Work smarter, not harder
“How you know and see code can be the difference between a headache code and a power source.”
People need to be open about learning, adapting, and adopting elements to their lives. In a developer’s case, these principles like SOLID can assure quality and efficiency, plus minimizes repetitive code.
What would have happened if she decided she already knew everything she needed and worked that spaghetti code like that?
She’d probably be working on it still!
SOLID taught her what a good foundation and a firm structure could avoid her in the future and present.
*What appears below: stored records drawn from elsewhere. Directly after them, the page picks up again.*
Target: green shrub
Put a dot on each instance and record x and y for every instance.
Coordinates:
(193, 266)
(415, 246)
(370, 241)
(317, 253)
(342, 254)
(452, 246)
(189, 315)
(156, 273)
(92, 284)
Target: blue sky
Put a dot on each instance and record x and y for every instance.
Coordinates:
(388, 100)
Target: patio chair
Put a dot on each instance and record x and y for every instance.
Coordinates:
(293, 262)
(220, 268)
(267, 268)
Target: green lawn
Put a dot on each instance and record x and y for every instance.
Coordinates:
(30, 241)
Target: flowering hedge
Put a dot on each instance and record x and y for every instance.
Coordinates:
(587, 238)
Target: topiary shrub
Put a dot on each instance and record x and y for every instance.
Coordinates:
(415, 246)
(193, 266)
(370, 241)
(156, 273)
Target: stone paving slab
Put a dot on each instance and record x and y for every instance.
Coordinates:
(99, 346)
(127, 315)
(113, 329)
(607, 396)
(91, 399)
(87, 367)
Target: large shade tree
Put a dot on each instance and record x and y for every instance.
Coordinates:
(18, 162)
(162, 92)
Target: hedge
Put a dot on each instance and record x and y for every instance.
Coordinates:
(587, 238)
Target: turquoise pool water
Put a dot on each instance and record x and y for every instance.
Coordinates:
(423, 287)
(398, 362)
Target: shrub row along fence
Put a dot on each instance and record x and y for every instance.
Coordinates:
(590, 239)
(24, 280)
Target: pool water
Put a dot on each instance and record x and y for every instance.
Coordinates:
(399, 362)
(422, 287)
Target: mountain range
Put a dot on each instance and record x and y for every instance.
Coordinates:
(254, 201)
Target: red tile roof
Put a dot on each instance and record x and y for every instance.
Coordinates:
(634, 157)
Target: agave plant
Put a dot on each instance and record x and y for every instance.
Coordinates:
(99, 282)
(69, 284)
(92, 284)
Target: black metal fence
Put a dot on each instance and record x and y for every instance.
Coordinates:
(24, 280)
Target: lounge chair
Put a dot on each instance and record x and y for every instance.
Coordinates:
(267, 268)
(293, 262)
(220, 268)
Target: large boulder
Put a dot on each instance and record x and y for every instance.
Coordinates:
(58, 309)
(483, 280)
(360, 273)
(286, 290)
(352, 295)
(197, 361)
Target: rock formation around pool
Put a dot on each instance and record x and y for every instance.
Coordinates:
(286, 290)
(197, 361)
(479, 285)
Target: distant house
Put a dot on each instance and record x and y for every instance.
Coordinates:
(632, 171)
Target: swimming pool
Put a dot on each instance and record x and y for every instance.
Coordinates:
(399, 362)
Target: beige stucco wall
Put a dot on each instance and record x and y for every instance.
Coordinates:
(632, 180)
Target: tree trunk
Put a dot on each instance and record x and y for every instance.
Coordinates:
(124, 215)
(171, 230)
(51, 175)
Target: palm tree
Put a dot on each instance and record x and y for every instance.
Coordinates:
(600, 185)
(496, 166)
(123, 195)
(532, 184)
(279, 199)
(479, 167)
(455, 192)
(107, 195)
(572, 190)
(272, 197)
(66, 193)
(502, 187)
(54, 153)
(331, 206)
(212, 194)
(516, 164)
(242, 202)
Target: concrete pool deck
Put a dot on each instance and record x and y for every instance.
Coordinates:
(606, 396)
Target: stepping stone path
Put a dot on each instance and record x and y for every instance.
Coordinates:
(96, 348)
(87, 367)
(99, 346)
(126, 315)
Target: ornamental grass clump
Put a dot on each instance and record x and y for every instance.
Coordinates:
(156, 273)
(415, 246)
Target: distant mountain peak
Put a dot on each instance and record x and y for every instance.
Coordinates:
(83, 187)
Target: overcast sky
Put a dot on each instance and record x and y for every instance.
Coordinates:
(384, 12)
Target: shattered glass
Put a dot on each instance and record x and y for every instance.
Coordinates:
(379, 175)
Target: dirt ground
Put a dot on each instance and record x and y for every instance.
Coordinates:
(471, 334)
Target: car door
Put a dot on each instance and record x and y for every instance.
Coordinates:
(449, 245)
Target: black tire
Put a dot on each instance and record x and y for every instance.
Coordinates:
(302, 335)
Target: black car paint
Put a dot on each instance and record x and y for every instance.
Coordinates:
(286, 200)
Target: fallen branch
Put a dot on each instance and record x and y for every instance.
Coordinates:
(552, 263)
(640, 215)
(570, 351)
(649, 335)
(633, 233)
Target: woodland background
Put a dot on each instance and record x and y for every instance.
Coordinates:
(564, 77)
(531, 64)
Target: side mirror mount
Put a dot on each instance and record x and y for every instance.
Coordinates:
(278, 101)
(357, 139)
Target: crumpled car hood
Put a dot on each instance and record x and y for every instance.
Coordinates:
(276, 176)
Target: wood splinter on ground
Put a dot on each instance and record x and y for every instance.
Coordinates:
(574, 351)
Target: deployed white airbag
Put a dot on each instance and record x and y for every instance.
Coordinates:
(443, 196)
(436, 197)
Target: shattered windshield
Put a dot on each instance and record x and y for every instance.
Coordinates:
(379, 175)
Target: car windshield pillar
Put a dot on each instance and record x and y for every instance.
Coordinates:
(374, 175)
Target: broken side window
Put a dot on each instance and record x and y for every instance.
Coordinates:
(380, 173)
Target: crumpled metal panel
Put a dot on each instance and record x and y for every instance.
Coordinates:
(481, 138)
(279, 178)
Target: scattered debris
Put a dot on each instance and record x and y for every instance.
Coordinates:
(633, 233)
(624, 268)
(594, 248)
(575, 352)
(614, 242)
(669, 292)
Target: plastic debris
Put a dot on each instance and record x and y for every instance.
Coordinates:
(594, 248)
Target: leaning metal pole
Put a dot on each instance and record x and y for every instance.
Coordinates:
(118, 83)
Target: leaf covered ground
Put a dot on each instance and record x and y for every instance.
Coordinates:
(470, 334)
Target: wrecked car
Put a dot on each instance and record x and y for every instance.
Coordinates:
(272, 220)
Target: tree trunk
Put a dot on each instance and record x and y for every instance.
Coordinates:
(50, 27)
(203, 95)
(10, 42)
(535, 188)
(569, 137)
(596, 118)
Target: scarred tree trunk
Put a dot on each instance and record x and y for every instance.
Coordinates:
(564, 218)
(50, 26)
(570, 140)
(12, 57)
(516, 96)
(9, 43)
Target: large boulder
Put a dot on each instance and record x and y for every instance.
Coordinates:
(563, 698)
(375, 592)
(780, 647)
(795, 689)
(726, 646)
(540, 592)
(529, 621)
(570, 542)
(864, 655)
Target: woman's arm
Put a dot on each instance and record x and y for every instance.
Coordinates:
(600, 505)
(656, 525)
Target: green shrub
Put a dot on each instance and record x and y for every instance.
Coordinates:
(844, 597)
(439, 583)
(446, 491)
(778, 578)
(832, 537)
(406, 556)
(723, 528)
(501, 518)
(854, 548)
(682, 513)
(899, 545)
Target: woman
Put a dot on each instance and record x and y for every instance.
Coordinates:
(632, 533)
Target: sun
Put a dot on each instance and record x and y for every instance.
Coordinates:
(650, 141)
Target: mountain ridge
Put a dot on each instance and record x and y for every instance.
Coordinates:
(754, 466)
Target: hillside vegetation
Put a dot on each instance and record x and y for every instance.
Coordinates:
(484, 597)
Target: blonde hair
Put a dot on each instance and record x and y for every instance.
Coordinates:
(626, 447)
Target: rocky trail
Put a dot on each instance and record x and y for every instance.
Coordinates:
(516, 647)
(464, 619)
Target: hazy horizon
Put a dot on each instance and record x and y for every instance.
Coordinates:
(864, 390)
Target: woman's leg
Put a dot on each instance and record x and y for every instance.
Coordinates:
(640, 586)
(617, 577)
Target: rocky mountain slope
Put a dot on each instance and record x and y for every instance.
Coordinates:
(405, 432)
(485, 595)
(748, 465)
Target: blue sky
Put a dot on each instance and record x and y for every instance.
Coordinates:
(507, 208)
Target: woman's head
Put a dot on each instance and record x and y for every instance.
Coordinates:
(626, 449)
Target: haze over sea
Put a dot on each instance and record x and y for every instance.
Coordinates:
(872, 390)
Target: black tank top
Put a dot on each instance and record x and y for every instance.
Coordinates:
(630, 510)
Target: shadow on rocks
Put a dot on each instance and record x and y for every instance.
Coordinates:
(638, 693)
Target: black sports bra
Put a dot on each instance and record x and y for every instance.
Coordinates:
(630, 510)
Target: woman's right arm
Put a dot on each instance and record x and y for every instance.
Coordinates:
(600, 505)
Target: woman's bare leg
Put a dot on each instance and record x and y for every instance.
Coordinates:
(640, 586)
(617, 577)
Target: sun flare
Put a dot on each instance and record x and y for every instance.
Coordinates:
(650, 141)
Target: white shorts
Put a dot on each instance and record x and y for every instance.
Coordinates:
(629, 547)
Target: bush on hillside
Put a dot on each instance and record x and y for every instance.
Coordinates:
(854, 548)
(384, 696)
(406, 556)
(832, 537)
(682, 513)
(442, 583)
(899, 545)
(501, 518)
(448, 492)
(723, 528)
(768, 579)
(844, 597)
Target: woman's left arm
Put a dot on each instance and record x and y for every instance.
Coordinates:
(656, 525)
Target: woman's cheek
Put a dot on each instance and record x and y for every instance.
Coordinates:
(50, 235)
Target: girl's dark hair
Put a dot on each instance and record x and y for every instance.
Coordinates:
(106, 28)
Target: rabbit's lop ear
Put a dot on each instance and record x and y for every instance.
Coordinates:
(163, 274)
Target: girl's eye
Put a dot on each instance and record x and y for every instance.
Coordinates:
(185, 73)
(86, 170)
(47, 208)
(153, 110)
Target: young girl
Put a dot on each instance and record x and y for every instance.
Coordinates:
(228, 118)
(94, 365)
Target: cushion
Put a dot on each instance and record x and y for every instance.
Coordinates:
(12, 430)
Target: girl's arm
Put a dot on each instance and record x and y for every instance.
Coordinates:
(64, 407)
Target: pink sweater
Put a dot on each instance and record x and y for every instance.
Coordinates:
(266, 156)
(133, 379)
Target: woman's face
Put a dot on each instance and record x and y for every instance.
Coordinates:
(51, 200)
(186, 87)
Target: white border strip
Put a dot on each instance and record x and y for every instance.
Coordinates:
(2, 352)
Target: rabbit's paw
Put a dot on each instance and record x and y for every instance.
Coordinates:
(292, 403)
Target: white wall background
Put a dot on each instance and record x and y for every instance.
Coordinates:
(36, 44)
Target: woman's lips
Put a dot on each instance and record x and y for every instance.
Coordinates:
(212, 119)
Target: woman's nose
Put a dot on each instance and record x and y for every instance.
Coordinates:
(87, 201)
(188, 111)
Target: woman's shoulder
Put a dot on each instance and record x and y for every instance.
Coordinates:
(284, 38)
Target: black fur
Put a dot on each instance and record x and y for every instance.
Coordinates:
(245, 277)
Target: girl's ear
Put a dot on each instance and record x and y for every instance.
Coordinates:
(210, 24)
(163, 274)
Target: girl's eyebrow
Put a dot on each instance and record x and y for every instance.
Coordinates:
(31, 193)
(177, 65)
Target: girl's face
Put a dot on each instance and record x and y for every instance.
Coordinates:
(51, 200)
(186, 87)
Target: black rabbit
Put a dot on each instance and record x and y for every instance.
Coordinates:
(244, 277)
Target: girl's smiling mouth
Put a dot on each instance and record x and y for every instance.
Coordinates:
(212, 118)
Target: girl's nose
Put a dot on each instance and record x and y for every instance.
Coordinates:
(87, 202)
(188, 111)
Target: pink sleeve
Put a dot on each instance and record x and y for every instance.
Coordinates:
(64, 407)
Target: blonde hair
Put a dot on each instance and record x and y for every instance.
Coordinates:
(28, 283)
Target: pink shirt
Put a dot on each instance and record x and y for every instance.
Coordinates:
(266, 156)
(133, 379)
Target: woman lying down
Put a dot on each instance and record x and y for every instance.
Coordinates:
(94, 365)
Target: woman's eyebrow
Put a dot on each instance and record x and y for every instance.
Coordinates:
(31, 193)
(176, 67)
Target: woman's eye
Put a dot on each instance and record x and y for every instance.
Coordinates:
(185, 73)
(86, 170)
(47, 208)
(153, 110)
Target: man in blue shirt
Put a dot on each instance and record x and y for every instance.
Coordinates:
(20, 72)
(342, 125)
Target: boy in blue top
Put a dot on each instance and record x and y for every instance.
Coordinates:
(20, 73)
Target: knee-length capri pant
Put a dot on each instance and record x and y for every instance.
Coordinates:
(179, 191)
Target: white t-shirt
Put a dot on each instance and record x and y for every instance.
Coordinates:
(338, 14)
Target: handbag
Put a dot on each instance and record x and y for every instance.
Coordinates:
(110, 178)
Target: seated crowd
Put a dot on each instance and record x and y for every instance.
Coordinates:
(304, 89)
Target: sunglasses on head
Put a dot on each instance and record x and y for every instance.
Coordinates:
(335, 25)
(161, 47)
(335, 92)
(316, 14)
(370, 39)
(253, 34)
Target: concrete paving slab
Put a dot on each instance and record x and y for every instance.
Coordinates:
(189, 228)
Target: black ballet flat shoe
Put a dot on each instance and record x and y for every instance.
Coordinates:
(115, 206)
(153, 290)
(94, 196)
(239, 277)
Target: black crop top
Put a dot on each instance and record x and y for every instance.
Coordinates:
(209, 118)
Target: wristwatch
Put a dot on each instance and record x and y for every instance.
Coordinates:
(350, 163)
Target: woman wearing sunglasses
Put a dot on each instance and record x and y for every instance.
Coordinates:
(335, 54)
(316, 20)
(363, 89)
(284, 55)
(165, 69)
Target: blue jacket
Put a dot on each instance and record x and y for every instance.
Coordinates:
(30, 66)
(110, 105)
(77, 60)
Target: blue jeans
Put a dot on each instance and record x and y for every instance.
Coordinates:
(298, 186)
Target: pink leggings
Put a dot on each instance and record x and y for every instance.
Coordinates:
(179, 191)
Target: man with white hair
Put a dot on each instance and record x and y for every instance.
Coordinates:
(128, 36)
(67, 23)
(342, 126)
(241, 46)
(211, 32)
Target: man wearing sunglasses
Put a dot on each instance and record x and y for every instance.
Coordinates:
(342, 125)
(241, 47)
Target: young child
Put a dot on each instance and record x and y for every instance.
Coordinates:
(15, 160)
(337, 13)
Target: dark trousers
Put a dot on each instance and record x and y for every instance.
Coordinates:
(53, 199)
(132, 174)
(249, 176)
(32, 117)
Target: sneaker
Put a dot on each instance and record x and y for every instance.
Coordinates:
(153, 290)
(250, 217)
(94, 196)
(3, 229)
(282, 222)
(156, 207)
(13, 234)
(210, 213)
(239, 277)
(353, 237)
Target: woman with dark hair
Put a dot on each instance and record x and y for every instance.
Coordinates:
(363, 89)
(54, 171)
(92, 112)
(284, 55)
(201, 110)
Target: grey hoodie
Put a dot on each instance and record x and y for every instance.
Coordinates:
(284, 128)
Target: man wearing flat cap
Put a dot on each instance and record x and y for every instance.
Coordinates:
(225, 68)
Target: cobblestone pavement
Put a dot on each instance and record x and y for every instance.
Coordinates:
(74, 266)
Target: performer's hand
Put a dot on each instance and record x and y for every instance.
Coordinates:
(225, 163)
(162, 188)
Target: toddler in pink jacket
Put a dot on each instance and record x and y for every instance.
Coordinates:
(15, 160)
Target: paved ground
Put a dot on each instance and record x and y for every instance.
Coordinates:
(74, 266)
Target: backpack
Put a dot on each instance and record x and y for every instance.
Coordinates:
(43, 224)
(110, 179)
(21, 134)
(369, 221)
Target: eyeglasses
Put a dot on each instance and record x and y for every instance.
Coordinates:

Yet, these are not the only ones she recommends you look at as a software developer.
KISS, SOLID and DRY
KISS is an acronym for the phrase "Keep it simple, Stupid!"
DRY stands for "Don't Repeat Yourself"
Keep your goals clear
and your code clean!
To be a developer requires organization, patience, consistency, bravery, empathy, and a little bit of craziness- the good kind. Because good code is like a garden; it’s beautiful and well-organized. But bad code can be compared to weeds – they’re everywhere! The differences might not seem significant at first glance, but you’ll notice how they can affect your work over time. If you notice it too late, it can seriously affect your projects.
Developers must be careful and conscious to ensure that code is as consistent and uniform as possible. For future development and to facilitate work for other teammates or developers who might go into this code later.
There are many keys to happiness in development. But when you can focus on your goals and keep your code clean and consistent, you can work better and become better.
Keylin’s recommendations and way of working are a great examples of doing what you love in a place you enjoy and can motivate you to become the best.